Most kids need encouragement to eat the recommended five portions of fruit and vegetables a day. The food a child eats in their early years can influence their dietary habits later in life, so it’s important to install good habits and a healthy relationship with food from an early age.
Children are attracted to bright colours, but for some reason their delight in reds, yellows and greens seems to fade when a plate of fruit and veg is served. As parents it makes the job of ensuring they eat 5 portions a day, a real challenge.
Here are our top tips to make sure you hit five a day, and the good news is, they are perfect for adults that are struggling too!
Strawberries, raspberries, apples, pears, bananas… anything you have can be thrown in the food processer and turned into smoothie. If you keep a bag of frozen berries in the freezer, or freeze bananas (peel them first) the smoothie ends up with the consistency of slush puppie. Alternatively, you can make the smoothie and freeze it in a lolly mould – a brilliant way to hide your 5-a-day!
Variety is just as important as quantity. Plant foods contain various compounds known as phytochemicals, and we need the full range to gain the health benefits. A good way to make sure you are covering the range is to choose different coloured fruit and veg, as it’s the different phytochemicals that give food its colour.
Kids are more likely to be experimental when they’ve helped to make a meal. “When you involve children in preparing their own drinks or meals, it’s amazing what they’ll try,” says Jane Tobias.
It’s easy to get two portions of different fruits with your porridge or muesli. Fruit adds natural sweetness and is a great source of vitamin C and fibre. Add a combination of raisins, dried apricots, sliced banana, a handful of blueberries, strawberries or raspberries.
Grate some cheese but also grate some carrot. Mix it all together and you have orange and white cheese that tastes like cheese but is also fresh and a bit crunchy! It’s perfect for when the kids have jacket potatoes or you want to fill wraps (great for dieters that can’t give up cheese!). Remember too, that if you get them involved in the making of their meal, they are more likely to eat it.
Adding vegetables such as peas or sweetcorn to your rice is a great way to increase your vegetable intake. You can put frozen vegetables into the saucepan halfway through the rice’s cooking time or simply stir them through the rice for a couple of minutes after it has cooked.

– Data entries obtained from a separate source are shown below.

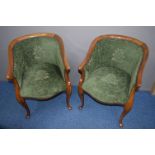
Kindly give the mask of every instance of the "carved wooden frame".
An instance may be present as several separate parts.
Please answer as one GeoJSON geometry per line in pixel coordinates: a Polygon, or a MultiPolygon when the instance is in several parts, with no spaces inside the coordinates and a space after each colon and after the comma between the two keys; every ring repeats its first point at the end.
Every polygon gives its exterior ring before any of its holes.
{"type": "MultiPolygon", "coordinates": [[[[63,64],[65,67],[64,70],[64,76],[65,76],[65,83],[66,83],[66,103],[67,103],[67,108],[69,110],[72,109],[72,106],[70,104],[70,96],[71,96],[71,92],[72,92],[72,85],[70,82],[70,78],[69,78],[69,72],[70,72],[70,66],[65,54],[65,49],[64,49],[64,44],[63,44],[63,40],[61,39],[60,36],[58,36],[57,34],[54,33],[35,33],[35,34],[29,34],[29,35],[24,35],[21,37],[18,37],[16,39],[14,39],[13,41],[11,41],[11,43],[9,44],[9,48],[8,48],[8,71],[7,71],[7,75],[6,78],[8,80],[13,81],[14,86],[15,86],[15,92],[16,92],[16,99],[17,101],[26,109],[26,118],[30,117],[30,110],[28,105],[25,102],[26,98],[23,98],[20,95],[20,87],[18,85],[18,82],[16,80],[16,78],[13,75],[13,67],[14,67],[14,60],[13,60],[13,48],[14,46],[18,43],[21,42],[23,40],[29,39],[29,38],[35,38],[35,37],[47,37],[47,38],[55,38],[60,46],[60,52],[61,52],[61,57],[63,60],[63,64]]],[[[53,97],[51,97],[53,98],[53,97]]],[[[48,98],[49,99],[49,98],[48,98]]],[[[41,100],[48,100],[48,99],[41,99],[41,100]]],[[[36,99],[39,100],[39,99],[36,99]]]]}
{"type": "MultiPolygon", "coordinates": [[[[80,73],[80,80],[79,80],[79,84],[78,84],[78,93],[79,93],[79,97],[80,97],[80,106],[79,106],[79,109],[82,109],[83,106],[84,106],[84,93],[87,93],[86,91],[83,90],[82,88],[82,84],[84,82],[84,79],[85,79],[85,65],[88,63],[89,59],[91,58],[91,55],[94,51],[94,48],[96,46],[96,43],[100,40],[104,40],[104,39],[108,39],[108,38],[117,38],[117,39],[123,39],[123,40],[128,40],[128,41],[131,41],[133,42],[134,44],[137,44],[138,46],[141,46],[143,48],[143,58],[142,58],[142,61],[141,61],[141,64],[140,64],[140,67],[139,67],[139,70],[138,70],[138,75],[137,75],[137,82],[136,82],[136,85],[135,87],[131,90],[131,93],[130,93],[130,97],[129,97],[129,100],[127,103],[125,104],[117,104],[117,105],[121,105],[123,106],[123,112],[120,116],[120,119],[119,119],[119,125],[120,127],[123,127],[123,118],[125,117],[125,115],[132,109],[132,106],[133,106],[133,102],[134,102],[134,96],[135,96],[135,92],[141,87],[142,85],[142,74],[143,74],[143,71],[144,71],[144,66],[146,64],[146,61],[147,61],[147,58],[148,58],[148,47],[145,43],[141,42],[140,40],[137,40],[135,38],[132,38],[132,37],[128,37],[128,36],[123,36],[123,35],[116,35],[116,34],[111,34],[111,35],[101,35],[97,38],[95,38],[90,47],[89,47],[89,50],[87,52],[87,55],[85,57],[85,59],[83,60],[83,62],[80,64],[79,68],[78,68],[78,72],[80,73]]],[[[87,93],[88,94],[88,93],[87,93]]],[[[88,94],[90,95],[90,94],[88,94]]],[[[91,95],[90,95],[91,96],[91,95]]],[[[92,96],[91,96],[92,97],[92,96]]],[[[92,97],[93,98],[93,97],[92,97]]],[[[95,98],[94,98],[95,99],[95,98]]],[[[97,99],[95,99],[97,100],[97,99]]],[[[97,100],[98,101],[98,100],[97,100]]],[[[101,102],[101,101],[98,101],[98,102],[101,102]]],[[[103,102],[101,102],[103,103],[103,102]]]]}

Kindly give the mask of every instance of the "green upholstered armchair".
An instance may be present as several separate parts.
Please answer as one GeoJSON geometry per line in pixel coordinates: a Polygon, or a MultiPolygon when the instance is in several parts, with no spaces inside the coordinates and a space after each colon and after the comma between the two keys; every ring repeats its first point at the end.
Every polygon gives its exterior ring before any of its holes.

You can also add tinned vegetables to couscous. Choose those tinned in water, without added salt or sugar.
Swap your mid-morning biscuits for dried fruit. Raisins, sultanas, prunes and apricots are easy, cheap, portable snacks for people on the go. About a tablespoon counts as a portion.
There is a great variety available at most supermarkets, often including exotic fruits like dried pineapple and mango. Be careful to choose fruits without added sugar.